24 grudnia prezes Prawa i Sprawiedliwości Jarosław Kaczyński złożył Polakom świąteczne życzenia. Jesteśmy jedną wielką rodziną i chcemy nią być. Wierzę, że ta rodzina będzie częścią, ale bardzo ważną i samodzielną częścią, wielkiej europejskiej rodziny – mówił. Nie każdemu jego słowa przypadły do gustu. Jedną z takich osób jest pułkownik Adam Mazguła, który skierował na Facebooku kilka nieprzyjemnych słów w stronę lidera ugrupowania rządzącego.

Jakiś Jarek Kaczyński wmawia mi, że należy do mojej wielkiej rodziny. Co za bezczelność! Do mojej wielkiej rodziny rodaków należą Ci, którzy na granicy angielsko-francuskiej organizują pomoc dla Polaków uwięzionych w ciężarówkach na wiele dni, w tym święta. Jednak nie Ci, którzy teraz podszywają się pod spontaniczne inicjatywy Polaków i niezwykłe poświęcenie organizacji polonijnych. Do mojej wielkiej rodziny należą sędziowie niezłomni, uczciwi prokuratorzy i policjanci, ludzie kultury i nauki, … a nie agenci propagandy i kłamstwa „rasy panów” PiS – czytamy na wstępie jego mocnego wpisu.

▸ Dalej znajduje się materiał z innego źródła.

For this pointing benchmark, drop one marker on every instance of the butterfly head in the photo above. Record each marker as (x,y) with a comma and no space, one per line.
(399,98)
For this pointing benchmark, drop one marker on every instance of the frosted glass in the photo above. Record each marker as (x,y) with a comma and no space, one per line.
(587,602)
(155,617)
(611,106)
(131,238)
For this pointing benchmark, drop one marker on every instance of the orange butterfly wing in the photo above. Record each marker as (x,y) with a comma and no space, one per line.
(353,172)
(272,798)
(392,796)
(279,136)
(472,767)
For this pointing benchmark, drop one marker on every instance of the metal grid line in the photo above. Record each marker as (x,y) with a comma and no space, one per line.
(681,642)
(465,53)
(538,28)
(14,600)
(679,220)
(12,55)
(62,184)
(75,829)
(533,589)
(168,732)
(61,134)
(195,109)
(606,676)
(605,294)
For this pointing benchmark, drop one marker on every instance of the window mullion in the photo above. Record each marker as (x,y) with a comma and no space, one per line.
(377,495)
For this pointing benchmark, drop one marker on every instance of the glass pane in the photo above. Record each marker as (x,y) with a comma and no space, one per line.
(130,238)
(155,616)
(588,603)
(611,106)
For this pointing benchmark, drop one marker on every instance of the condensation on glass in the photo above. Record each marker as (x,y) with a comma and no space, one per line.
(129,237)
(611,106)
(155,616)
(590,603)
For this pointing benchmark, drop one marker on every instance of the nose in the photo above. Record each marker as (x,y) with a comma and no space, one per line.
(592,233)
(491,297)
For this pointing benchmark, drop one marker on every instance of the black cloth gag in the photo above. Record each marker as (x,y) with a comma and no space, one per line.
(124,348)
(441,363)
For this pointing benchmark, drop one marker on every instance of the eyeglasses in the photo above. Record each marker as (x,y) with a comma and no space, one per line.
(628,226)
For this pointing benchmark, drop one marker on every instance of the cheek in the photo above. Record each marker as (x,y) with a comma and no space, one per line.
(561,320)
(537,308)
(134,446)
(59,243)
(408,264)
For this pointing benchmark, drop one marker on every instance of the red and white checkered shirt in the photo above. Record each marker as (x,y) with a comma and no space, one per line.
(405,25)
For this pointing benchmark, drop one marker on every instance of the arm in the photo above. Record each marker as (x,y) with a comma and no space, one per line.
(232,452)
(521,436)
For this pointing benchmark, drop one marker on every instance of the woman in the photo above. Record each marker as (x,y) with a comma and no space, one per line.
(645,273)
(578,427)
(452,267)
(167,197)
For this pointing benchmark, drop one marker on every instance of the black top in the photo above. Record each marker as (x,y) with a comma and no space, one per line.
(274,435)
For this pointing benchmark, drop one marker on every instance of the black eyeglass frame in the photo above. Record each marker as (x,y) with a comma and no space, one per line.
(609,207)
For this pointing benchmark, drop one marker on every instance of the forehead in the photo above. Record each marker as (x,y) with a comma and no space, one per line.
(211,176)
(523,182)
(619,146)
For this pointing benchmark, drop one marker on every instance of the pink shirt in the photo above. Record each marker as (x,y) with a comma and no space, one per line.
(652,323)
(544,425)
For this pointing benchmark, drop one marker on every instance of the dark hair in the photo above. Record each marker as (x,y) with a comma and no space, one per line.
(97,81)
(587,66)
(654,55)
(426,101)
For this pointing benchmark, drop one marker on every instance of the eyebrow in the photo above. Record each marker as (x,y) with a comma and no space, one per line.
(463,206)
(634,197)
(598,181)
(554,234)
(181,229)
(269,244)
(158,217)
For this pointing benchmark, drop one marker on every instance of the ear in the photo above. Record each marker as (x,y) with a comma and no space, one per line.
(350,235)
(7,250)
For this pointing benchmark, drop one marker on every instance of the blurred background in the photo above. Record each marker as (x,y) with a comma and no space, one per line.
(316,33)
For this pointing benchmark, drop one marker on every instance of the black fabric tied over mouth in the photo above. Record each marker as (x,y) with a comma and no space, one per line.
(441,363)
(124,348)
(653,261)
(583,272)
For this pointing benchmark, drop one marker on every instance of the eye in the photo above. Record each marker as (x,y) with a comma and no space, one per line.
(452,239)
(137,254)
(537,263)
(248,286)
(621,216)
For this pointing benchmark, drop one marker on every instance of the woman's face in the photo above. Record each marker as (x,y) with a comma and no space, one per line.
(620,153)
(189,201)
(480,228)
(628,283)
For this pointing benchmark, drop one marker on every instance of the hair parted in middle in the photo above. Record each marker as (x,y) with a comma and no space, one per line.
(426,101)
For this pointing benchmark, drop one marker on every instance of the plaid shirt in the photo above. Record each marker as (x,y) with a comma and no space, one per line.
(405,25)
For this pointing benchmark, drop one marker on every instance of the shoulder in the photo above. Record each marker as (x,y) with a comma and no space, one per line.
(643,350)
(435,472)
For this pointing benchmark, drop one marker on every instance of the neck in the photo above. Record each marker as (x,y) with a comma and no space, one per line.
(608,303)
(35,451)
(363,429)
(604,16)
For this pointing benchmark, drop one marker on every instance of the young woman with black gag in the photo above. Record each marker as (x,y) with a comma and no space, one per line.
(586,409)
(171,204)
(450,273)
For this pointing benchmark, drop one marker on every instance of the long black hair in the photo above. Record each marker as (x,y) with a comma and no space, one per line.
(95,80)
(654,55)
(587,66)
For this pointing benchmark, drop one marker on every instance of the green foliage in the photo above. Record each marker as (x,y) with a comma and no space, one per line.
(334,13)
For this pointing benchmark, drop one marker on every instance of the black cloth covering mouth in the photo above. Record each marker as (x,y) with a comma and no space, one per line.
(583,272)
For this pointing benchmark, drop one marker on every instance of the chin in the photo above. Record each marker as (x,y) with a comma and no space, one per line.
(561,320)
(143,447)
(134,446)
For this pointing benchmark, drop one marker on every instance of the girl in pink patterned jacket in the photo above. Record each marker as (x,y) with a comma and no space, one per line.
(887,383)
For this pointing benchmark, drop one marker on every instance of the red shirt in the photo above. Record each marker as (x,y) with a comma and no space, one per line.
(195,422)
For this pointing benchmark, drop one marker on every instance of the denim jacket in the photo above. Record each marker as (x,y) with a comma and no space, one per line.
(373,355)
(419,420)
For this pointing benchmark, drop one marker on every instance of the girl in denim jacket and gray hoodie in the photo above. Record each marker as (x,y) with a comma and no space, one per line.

Do mojej wielkiej rodziny należą przyzwoici Polacy, a nie połączeni partyjnie partacze, samotnicy, rozwodnicy i dewianci seksualni, którzy okupują kraj. Ty się Kaczyński nie podszywaj pod moją rodzinę, bo swojej nawet nie założyłeś. Nikt tak nie zniszczył mojej rodziny, mojej wiary w dobro i w Polaków, jak ten paranoiczny „zbawca” ciemnoty i partyjnego łajdactwa. Szukaj sobie gdzie indziej rodzinnych korzeni bezczelny kacyku – dodał. Jego post na portalu społecznościowym w niecałą godzinę zdobył ponad 1000 reakcji. Nie brakuje również komentarzy. Panie Pułkowniku wielki szacun za te słowa. Wszystkiego najlepszego ,oraz zdrowia na nadchodzący Nowy Rok – napisała Pani Elżbieta.